Under the final rule, APRNs may not perform, supervise, or interpret medical imaging exams, which the American College of Radiology (ACR) said it had backed.

"We thank the VA for acting on our input and for recognizing the outstanding work performed by radiologists in [the VA] system," said the ACR, in a statement.

CRNAs Not Approved

The VA said that for now, certified registered nurse anesthetists will not be given full-practice authority. It is seeking more comment "on whether there are access issues or other unconsidered circumstances that might warrant their inclusion in a future rulemaking," according to the final rule.

The decision to seek more information might be in reaction to what the VA termed a dubious lobbying campaign by the American Society of Anesthesiologists (ASA) to prevent CRNAs from getting independence. The agency said it received 104,256 comments against granting CRNAs full-practice authority.

"The American Society of Anesthesiologists lobbied heavily against VA CRNAs having full practice authority," said the VA in the final rule. "They established a website that would facilitate comments against the CRNAs, which went as far as providing the language for the comment. These comments were not substantive in nature and were akin to votes in a ballot box," wrote the agency.

The VA said the ASA made a straw argument, claiming CRNA independence would doom team-based care — a claim that was not substantiated, said the agency. However, the VA said it "does believe that evidence exists that there is not currently a shortage of anesthesiologists that critically impacts access to care," so more study is needed.

The ASA, for its part, said it was "extremely gratified" by the decision to exclude CRNAs, and took credit for the anti-CRNA comments.

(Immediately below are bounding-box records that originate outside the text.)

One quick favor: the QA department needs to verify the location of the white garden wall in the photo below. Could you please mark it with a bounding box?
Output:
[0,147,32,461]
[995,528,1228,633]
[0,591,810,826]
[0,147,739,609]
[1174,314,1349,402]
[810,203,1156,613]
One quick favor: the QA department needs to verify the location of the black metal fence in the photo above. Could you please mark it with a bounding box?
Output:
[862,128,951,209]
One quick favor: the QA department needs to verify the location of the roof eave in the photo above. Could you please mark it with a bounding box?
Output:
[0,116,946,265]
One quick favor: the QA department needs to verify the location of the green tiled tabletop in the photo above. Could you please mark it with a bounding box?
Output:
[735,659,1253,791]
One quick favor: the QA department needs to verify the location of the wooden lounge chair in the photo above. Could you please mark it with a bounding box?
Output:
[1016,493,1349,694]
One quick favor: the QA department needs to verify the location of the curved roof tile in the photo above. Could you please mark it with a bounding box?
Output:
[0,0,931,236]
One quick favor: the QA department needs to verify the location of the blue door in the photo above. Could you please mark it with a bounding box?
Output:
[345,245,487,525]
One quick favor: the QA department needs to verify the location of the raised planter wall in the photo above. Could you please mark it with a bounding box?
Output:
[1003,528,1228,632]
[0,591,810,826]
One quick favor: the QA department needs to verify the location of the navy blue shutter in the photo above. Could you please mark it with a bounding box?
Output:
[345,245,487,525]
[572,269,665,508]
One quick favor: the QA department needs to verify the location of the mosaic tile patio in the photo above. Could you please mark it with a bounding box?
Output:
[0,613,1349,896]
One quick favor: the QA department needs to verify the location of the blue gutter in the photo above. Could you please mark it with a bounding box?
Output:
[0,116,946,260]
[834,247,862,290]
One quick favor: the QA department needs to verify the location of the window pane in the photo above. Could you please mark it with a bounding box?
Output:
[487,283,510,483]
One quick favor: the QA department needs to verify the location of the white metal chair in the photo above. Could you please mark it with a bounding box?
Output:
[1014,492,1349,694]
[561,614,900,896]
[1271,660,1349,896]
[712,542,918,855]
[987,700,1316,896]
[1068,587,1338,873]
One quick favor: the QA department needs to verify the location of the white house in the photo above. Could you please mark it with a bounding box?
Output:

"We commend VA's leadership for their recognition that the operating room is a unique care setting and that surgery and anesthesia are inherently dangerous requiring physician leadership," said ASA President Jeffrey Plagenhoef, MD, in a statement.

Both Cooke from the AANP and Dr Cipriano from the ANA said they're hopeful CRNAs will be included in the future.

"We join with our colleagues in continuing to advocate for CRNAs to have full practice authority within the VA health care system," said Dr Cipriano.